É dever do Estado fornecer medicamento necessário ao tratamento de paciente com hepatite C mesmo que este possua boa remuneração e condições de comprá-lo. Este foi o entendimento firmado pela Primeira Turma do Superior Tribunal de Justiça (STJ) durante o julgamento do recurso interposto pelo delegado de polícia André Luiz Previato Kodjaglanian, que contraiu hepatite C ao socorrer um preso que tentara suicídio. A Turma, à unanimidade, concedeu o pedido do delegado tendo em vista o direito à vida e à saúde.

“O Sistema Único de Saúde – SUS visa à integralidade da assistência à saúde, seja individual ou coletiva, devendo atender aos que dela necessitem em qualquer grau de complexidade, de modo que, restando necessitem comprovado o acometimento do indivíduo ou de um grupo por determinada moléstia, necessitando de determinado medicamento para debelá-la, este deve ser fornecido, de modo a atender ao princípio maior, que é a garantia à vida digna”, afirmou o relator do processo, ministro Luiz Fux.

No exercício de sua função, André Luiz contraiu hepatite “C” ao socorrer um detento que tentou se suicidar cortando os pulsos com cacos de vidro retirados da janela do cárcere. Por causa da doença, o delegado necessita de uma dose diária do medicamento denominado Virazole, a base de Interferon, fabricado pelo Laboratório Uzi Farma, na indicação de duas cápsulas a cada 12 horas, totalizando 120 comprimidos por mês. Cada caixa contém 30 comprimidos no valor de R$ 210,00, o que lhe custaria, no mínimo, R$ 840,00 por mês.

Segundo André Luiz, apesar de ser delegado de polícia, não possui condições de arcar com o tratamento sem prejudicar seu próprio sustento e o de sua família. Além disso, o delegado afirma que não há como abdicar do remédio, já que a doença poderia evoluir ao ponto de ser necessário um transplante de fígado. Diante dessa situação, André Luiz entrou em juízo com uma ação ordinária com pedido de tutela antecipada contra a Fazenda do Estado de São Paulo. O juiz de primeira instância negou o pedido sustentando que “o autor não é pessoa pobre na acepção jurídica do termo. Ao contrário, possui rendimento mensal bem superior à média dos brasileiros”.

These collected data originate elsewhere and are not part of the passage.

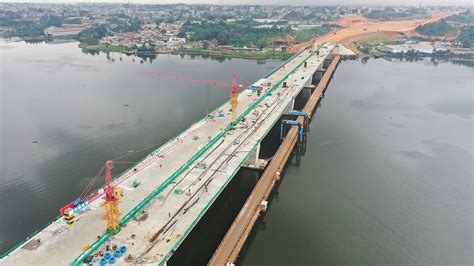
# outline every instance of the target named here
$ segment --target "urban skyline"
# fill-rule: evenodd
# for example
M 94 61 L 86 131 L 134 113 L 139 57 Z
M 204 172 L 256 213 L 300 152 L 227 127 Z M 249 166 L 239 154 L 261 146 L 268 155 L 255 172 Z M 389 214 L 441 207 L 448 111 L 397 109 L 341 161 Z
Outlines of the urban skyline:
M 215 5 L 394 5 L 394 6 L 473 6 L 472 0 L 0 0 L 0 3 L 131 3 L 131 4 L 215 4 Z

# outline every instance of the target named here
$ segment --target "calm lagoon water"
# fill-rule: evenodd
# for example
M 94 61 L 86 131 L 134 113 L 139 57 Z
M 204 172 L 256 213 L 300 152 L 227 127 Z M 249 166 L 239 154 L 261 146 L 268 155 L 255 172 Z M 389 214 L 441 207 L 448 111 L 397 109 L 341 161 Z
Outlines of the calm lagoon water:
M 57 216 L 105 160 L 168 140 L 229 97 L 227 88 L 137 72 L 230 82 L 236 71 L 245 84 L 282 63 L 178 55 L 150 60 L 86 54 L 76 42 L 4 40 L 0 56 L 0 253 Z
M 474 264 L 473 74 L 340 64 L 241 264 Z
M 106 159 L 228 99 L 138 71 L 253 81 L 281 63 L 4 41 L 0 56 L 0 252 L 55 217 Z M 473 74 L 430 60 L 340 64 L 301 165 L 288 167 L 239 264 L 473 264 Z

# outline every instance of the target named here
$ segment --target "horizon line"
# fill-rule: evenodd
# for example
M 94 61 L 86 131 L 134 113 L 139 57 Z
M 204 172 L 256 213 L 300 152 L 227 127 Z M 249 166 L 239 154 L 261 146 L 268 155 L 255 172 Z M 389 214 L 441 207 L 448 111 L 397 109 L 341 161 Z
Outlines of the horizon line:
M 296 3 L 296 4 L 291 4 L 291 3 L 285 3 L 285 4 L 279 4 L 279 3 L 271 3 L 271 4 L 251 4 L 251 3 L 203 3 L 203 2 L 196 2 L 196 3 L 184 3 L 180 1 L 176 2 L 170 2 L 170 3 L 160 3 L 159 0 L 138 0 L 134 1 L 133 3 L 130 3 L 128 0 L 118 0 L 118 1 L 113 1 L 113 0 L 104 0 L 104 1 L 4 1 L 0 0 L 0 3 L 2 4 L 110 4 L 110 5 L 123 5 L 123 4 L 128 4 L 128 5 L 204 5 L 204 6 L 399 6 L 399 7 L 413 7 L 413 6 L 419 6 L 419 3 L 413 3 L 413 4 L 396 4 L 396 3 L 371 3 L 371 4 L 350 4 L 350 3 L 343 3 L 343 4 L 335 4 L 335 3 L 310 3 L 310 4 L 302 4 L 302 3 Z M 422 5 L 422 7 L 474 7 L 474 2 L 471 1 L 471 3 L 463 3 L 463 4 L 425 4 Z

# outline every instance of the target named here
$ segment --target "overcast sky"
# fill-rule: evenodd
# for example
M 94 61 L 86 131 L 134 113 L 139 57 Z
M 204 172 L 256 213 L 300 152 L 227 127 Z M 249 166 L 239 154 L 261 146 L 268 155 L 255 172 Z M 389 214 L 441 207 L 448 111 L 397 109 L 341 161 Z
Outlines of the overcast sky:
M 0 2 L 108 2 L 108 3 L 153 3 L 153 4 L 261 4 L 261 5 L 470 5 L 474 0 L 0 0 Z

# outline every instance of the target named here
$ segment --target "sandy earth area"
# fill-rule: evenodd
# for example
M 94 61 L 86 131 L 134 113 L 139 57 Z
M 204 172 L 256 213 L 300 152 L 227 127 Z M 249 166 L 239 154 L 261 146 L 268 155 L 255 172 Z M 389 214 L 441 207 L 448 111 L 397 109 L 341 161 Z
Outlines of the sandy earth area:
M 392 21 L 372 21 L 363 16 L 347 16 L 338 21 L 328 22 L 330 24 L 338 24 L 341 29 L 329 32 L 318 38 L 318 42 L 342 43 L 350 48 L 354 41 L 359 41 L 384 33 L 392 38 L 411 36 L 415 33 L 415 28 L 419 25 L 440 20 L 442 18 L 454 15 L 453 12 L 432 13 L 428 19 L 414 20 L 392 20 Z M 309 42 L 296 44 L 292 46 L 290 51 L 298 51 L 307 46 Z M 357 51 L 356 51 L 357 52 Z

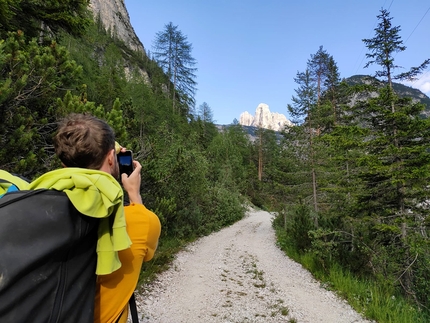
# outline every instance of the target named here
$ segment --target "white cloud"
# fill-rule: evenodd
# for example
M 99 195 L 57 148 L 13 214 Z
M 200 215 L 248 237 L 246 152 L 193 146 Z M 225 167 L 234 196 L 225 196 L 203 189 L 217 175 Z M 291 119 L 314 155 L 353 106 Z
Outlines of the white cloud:
M 418 76 L 419 79 L 413 82 L 405 81 L 405 85 L 411 86 L 430 96 L 430 71 Z

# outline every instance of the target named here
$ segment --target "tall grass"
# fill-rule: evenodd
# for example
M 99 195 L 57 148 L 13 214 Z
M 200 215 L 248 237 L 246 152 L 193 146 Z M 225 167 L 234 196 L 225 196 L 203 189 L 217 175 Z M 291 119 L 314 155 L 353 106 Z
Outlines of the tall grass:
M 302 264 L 324 288 L 336 292 L 364 317 L 379 323 L 430 322 L 428 312 L 396 294 L 388 284 L 360 279 L 338 264 L 323 268 L 314 254 L 299 254 L 283 228 L 276 228 L 276 235 L 278 245 L 290 258 Z
M 377 322 L 429 322 L 429 317 L 385 284 L 359 280 L 338 265 L 330 268 L 327 281 L 358 312 Z

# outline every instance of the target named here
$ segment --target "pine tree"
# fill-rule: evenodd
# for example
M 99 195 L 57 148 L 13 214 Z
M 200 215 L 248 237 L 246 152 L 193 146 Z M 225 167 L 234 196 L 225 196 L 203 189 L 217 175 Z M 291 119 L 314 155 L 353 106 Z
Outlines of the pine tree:
M 58 36 L 63 30 L 83 35 L 92 23 L 89 0 L 6 0 L 0 4 L 0 34 L 21 30 L 26 37 Z
M 312 113 L 318 103 L 318 89 L 309 69 L 306 69 L 305 72 L 298 72 L 294 80 L 299 87 L 295 90 L 297 96 L 292 97 L 293 105 L 288 105 L 288 111 L 295 118 L 296 123 L 302 122 L 302 124 L 298 125 L 303 128 L 303 131 L 298 132 L 302 136 L 297 137 L 296 141 L 299 142 L 299 146 L 307 147 L 306 155 L 302 158 L 305 164 L 309 165 L 309 171 L 312 176 L 312 204 L 314 211 L 318 211 L 314 153 L 315 121 Z M 306 168 L 304 167 L 304 169 Z
M 211 161 L 211 179 L 245 194 L 248 186 L 250 142 L 242 126 L 229 126 L 218 132 L 206 152 Z
M 213 122 L 213 112 L 209 104 L 203 102 L 199 106 L 198 116 L 204 122 Z
M 0 168 L 33 176 L 51 167 L 56 99 L 82 70 L 63 46 L 40 46 L 22 32 L 1 43 L 0 58 Z
M 124 58 L 121 50 L 110 43 L 98 57 L 101 65 L 95 80 L 95 90 L 91 95 L 93 101 L 110 109 L 115 100 L 123 96 L 127 78 L 124 70 Z
M 206 149 L 218 133 L 218 129 L 213 123 L 213 112 L 209 104 L 203 102 L 198 109 L 196 131 L 199 135 L 199 142 Z
M 322 218 L 327 217 L 330 210 L 331 192 L 338 178 L 338 165 L 334 160 L 339 152 L 330 150 L 324 136 L 333 131 L 336 123 L 340 76 L 333 56 L 323 46 L 311 55 L 307 68 L 317 92 L 317 102 L 310 111 L 314 135 L 310 152 L 313 160 L 314 199 L 317 200 L 314 210 L 319 211 L 318 217 Z
M 330 130 L 336 119 L 336 97 L 340 77 L 336 62 L 323 46 L 311 55 L 307 68 L 315 83 L 317 102 L 312 110 L 316 135 Z
M 327 74 L 324 81 L 325 94 L 324 99 L 329 106 L 328 120 L 325 122 L 325 126 L 328 130 L 337 124 L 340 118 L 340 74 L 337 64 L 333 56 L 329 56 L 327 61 Z
M 382 262 L 379 270 L 398 278 L 406 294 L 414 295 L 410 241 L 427 236 L 423 228 L 429 210 L 423 206 L 430 193 L 430 120 L 420 116 L 423 105 L 392 97 L 385 87 L 364 110 L 371 127 L 362 139 L 366 154 L 358 158 L 365 188 L 358 196 L 358 214 L 371 219 L 373 244 L 385 250 L 394 268 L 387 273 Z
M 366 67 L 380 66 L 375 76 L 385 78 L 387 85 L 358 110 L 357 120 L 367 135 L 362 138 L 366 153 L 358 160 L 364 166 L 358 176 L 365 189 L 358 196 L 357 214 L 369 219 L 371 243 L 386 255 L 382 261 L 380 255 L 372 259 L 375 268 L 400 282 L 405 294 L 414 297 L 414 258 L 428 257 L 426 252 L 412 254 L 411 241 L 427 235 L 423 221 L 429 211 L 423 205 L 429 195 L 430 121 L 420 116 L 421 104 L 396 95 L 392 80 L 417 75 L 428 61 L 409 73 L 394 75 L 398 68 L 394 54 L 406 47 L 400 28 L 391 26 L 386 10 L 381 10 L 378 19 L 375 37 L 363 40 L 370 50 Z
M 121 110 L 121 102 L 118 98 L 115 100 L 112 109 L 106 113 L 106 117 L 104 119 L 115 131 L 116 140 L 123 143 L 123 146 L 126 146 L 128 143 L 127 127 L 123 111 Z M 130 147 L 127 148 L 131 149 Z
M 389 87 L 392 89 L 393 80 L 404 80 L 413 79 L 416 75 L 422 73 L 422 71 L 430 63 L 430 59 L 426 59 L 420 66 L 412 67 L 408 72 L 394 75 L 394 70 L 400 68 L 400 66 L 394 63 L 394 54 L 403 52 L 406 50 L 406 46 L 403 45 L 401 40 L 400 26 L 392 26 L 390 13 L 381 9 L 381 13 L 377 16 L 380 22 L 375 28 L 375 37 L 370 39 L 363 39 L 366 47 L 370 51 L 366 54 L 366 58 L 370 59 L 365 68 L 370 65 L 377 64 L 382 68 L 375 72 L 375 77 L 382 77 L 386 79 Z
M 294 90 L 296 95 L 291 98 L 293 103 L 287 106 L 288 111 L 295 124 L 302 124 L 305 121 L 312 123 L 312 119 L 309 119 L 311 118 L 309 114 L 316 105 L 318 98 L 317 89 L 309 70 L 297 72 L 294 81 L 299 87 Z
M 169 22 L 163 31 L 157 33 L 153 47 L 154 59 L 170 80 L 168 89 L 173 111 L 176 110 L 175 102 L 178 101 L 182 108 L 186 108 L 187 114 L 195 104 L 197 85 L 194 74 L 197 71 L 194 68 L 196 60 L 191 56 L 192 44 L 178 26 Z
M 311 58 L 308 60 L 308 70 L 312 75 L 313 81 L 316 83 L 317 105 L 321 103 L 322 93 L 325 90 L 329 57 L 330 55 L 323 49 L 323 46 L 320 46 L 318 51 L 311 55 Z

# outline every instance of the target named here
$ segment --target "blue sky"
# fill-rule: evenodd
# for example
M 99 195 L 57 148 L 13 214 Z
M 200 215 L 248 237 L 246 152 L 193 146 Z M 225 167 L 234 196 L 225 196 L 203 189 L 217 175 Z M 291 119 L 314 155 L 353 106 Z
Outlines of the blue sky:
M 363 38 L 372 38 L 377 15 L 390 12 L 406 51 L 395 63 L 430 58 L 428 0 L 125 0 L 131 24 L 146 50 L 169 22 L 187 36 L 196 59 L 196 108 L 206 102 L 218 124 L 230 124 L 260 103 L 288 116 L 297 72 L 323 46 L 341 77 L 372 74 Z M 430 68 L 412 87 L 430 96 Z

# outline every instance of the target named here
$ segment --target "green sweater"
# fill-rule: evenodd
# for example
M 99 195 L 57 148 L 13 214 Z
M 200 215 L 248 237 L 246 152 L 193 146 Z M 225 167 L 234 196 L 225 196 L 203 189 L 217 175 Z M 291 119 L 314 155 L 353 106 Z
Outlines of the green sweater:
M 7 182 L 0 182 L 0 196 L 5 194 L 11 185 L 15 185 L 20 190 L 27 189 L 28 182 L 0 169 L 0 179 Z

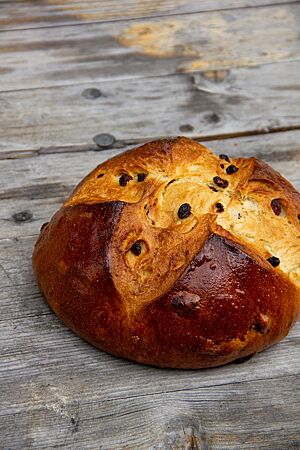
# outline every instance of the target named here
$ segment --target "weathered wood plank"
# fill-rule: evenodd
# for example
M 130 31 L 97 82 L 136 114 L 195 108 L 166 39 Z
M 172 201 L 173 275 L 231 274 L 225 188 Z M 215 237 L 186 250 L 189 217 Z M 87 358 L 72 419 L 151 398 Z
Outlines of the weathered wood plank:
M 141 3 L 141 2 L 140 2 Z M 0 89 L 300 58 L 300 4 L 1 33 Z
M 216 153 L 262 158 L 300 191 L 300 130 L 201 142 Z M 81 178 L 127 148 L 0 160 L 0 239 L 36 235 Z
M 84 388 L 78 395 L 76 376 L 49 383 L 36 377 L 11 387 L 16 407 L 8 405 L 14 413 L 2 417 L 1 436 L 4 448 L 39 450 L 296 450 L 297 387 L 296 376 L 164 394 L 149 385 L 150 395 L 137 387 L 133 398 L 118 399 L 100 382 L 89 399 Z
M 294 3 L 289 0 L 0 0 L 0 30 L 140 19 Z
M 0 93 L 1 152 L 300 127 L 300 61 Z M 117 145 L 119 143 L 117 142 Z M 28 152 L 27 152 L 28 153 Z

Inconformado com a decisão, André Luiz apelou para o Tribunal de Justiça do Estado de São Paulo (TJ/SP) sob os mesmos argumentos. O tribunal negou a apelação. Percebendo “salário superior a R$ 3.000,00 mensais e não tendo comprovado ter outros encargos financeiros, pode ser considerado, em face da realidade social brasileira, cidadão não menos afortunado que os demais, em situação realmente precária. Tendo em conta que as verbas públicas têm destinação previamente marcada, há de ser entender que o interesse da coletividade deve prevalecer diante do individual, no tocante aos serviços de saúde da população em geral”, afirmou o TJ/SP.

No STJ, o delegado interpôs um recurso alegando que não tem condições de adquirir o medicamento até que seja possível realizar um transplante de fígado. O ministro Luiz Fux, relator do processo, deu provimento ao recurso. Segundo ele, “não há que se perquerir sobre ser o recorrente Delegado de Polícia e perceber remuneração bem maior que a maioria dos brasileiros, prevalecendo a presunção de que não pode suportar o ônus do tratamento, como decorrência da promessa constitucional de que ‘todos são iguais perante a Lei, sem distinção de qualquer natureza, garantido-se aos brasileiros e aos estrangeiros residentes no País a inviolabilidade do direito à vida’ (art. 5º, Constituição Federal/88). Sobreleva ainda destacar que a moléstia foi transmitida no exercício de sua função, e em decorrência do nobilíssimo ato de salvaguardar a vida alheia”.